Unleash the fury of your wrath!
Look at every proud man and bring him low
Look at every proud man and humble him,
Crush the wicked where they stand.
Bury them all in the dust together;
Shroud their faces in the grave.
Then I myself will admit to you
That your own right hand can save you.”

God answers Job and he answers us. When who we are defines our lives, we don’t like to hear how unimportant we are. When the people we surround ourselves with define our lives, we don’t like to hear how unimportant they are, too.

Read the full version—it’s even more badass.

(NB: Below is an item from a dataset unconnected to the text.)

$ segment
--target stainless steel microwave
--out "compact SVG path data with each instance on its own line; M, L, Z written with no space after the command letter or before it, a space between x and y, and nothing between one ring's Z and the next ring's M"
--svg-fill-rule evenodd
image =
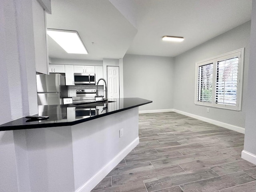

  1. "Then I myself will admit to you
    That your own right hand can save you."
    This is a bizarre response. Job's complaint is not based on two parties of equal power; it is the complaint of an inferior mistreated by his superior. Throughout his speeches, Job asks that he be allowed to defend himself in some sort of heavenly court, in the reasonable assumption that God will abide by his pledge to punish the wicked and reward the righteous. Though God treats this desire as an attempt to "discredit my justice," it is the opposite, an appeal to the system that God has, by his own words, claimed to have established. The most remarkable element of God's response is its indifference to equity. It repeatedly mentions punishing the wicked, which would imply that "wicked" has meaning and that punishment is an appropriate action, but then completely abandons the realm of justice and enters into power relationships. Why does Job need to be equivalent in power with God to ask for him to abide by his own system?

    1. Your answer is right on: it IS a bizarre response.

      ". . . it is the complaint of an inferior mistreated by his superior." However, we are inferior to him in such an infinite way that makes our complaining about 'mistreatment' ridiculous. Embarrassing even, as Job admits. (42:2-6)That is the point of an all-powerful God: to be all-powerful. He cannot be all-powerful if he is roped into human limitations--such as our grasp of His justice and time. Life is very, very unfair from a human perspective - the wicked seem to prosper (rich televangelists, for instance). But "wicked" (which has more meaning in the Bible than in our postmodern society) unfortunately applies to an extremely broad demographic: everyone. (Rom 3:23) Job was not perfect (1:1 - blameless means "above reproach" not "sinless") and the Accuser was right: he was very, very blessed by God (loving family, rich, healthy) in the first place. God's system of justice starts with God, so it does not match ours (which is fallen and thus skewed) - it is better.

      Anyway, I'm with you 100% on this one: God is being bizarre. And possibly . . .capricious? And that, I think, is the crux. He can seem sadistic and capricious at times. We have his word that he is not (and anecdotal evidence that wouldn't hold up in court), but -and here's the kicker - he's God. If he is a capricious bastard who likes to play with his creation:that is His right.

      True Christianity is submission to God - a God we firmly believe is not only all-powerful, but also more loving, merciful and just than anything we've ever seen in our short lifetimes.